Mamba variant using Hillis-Steele parallel scan.
Hillis-Steele vs Blelloch
Blelloch (standard Mamba): O(L) work, O(log L) depth
- Work-efficient: only half the elements active at each level
- Fewer total operations
Hillis-Steele: O(L log L) work, O(log L) depth
- ALL elements active at every level
- More parallelism per level = better GPU occupancy
- May be faster despite more total work
Algorithm
Level 0: [1] [2] [3] [4] [5] [6] [7] [8]
Level 1: [1] [1+2] [2+3] [3+4] [4+5] [5+6] [6+7] [7+8] (stride 1, ALL elements)
Level 2: [1] [1+2] [1-3] [1-4] [2-5] [3-6] [4-7] [5-8] (stride 2, ALL elements)

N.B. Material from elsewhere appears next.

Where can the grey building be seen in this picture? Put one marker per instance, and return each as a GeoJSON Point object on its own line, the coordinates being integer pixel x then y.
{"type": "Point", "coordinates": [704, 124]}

Level 3: [1] [1+2] [1-3] [1-4] [1-5] [1-6] [1-7] [1-8] (stride 4, ALL elements)Usage
model = MambaHillisSteele.build(embed_dim: 287, hidden_size: 256)
Summary
Functions
Build a MambaHillisSteele model for sequence processing.
Types
@type build_opt() :: {:embed_dim, pos_integer()} | {:hidden_size, pos_integer()} | {:state_size, pos_integer()} | {:expand_factor, pos_integer()} | {:conv_size, pos_integer()} | {:num_layers, pos_integer()} | {:dropout, float()} | {:window_size, pos_integer()}
Options for build/1.
Functions
Build a MambaHillisSteele model for sequence processing.
Same API as Mamba.build/1.
@spec output_size(keyword()) :: non_neg_integer()
@spec param_count(keyword()) :: non_neg_integer()
@spec recommended_defaults() :: keyword()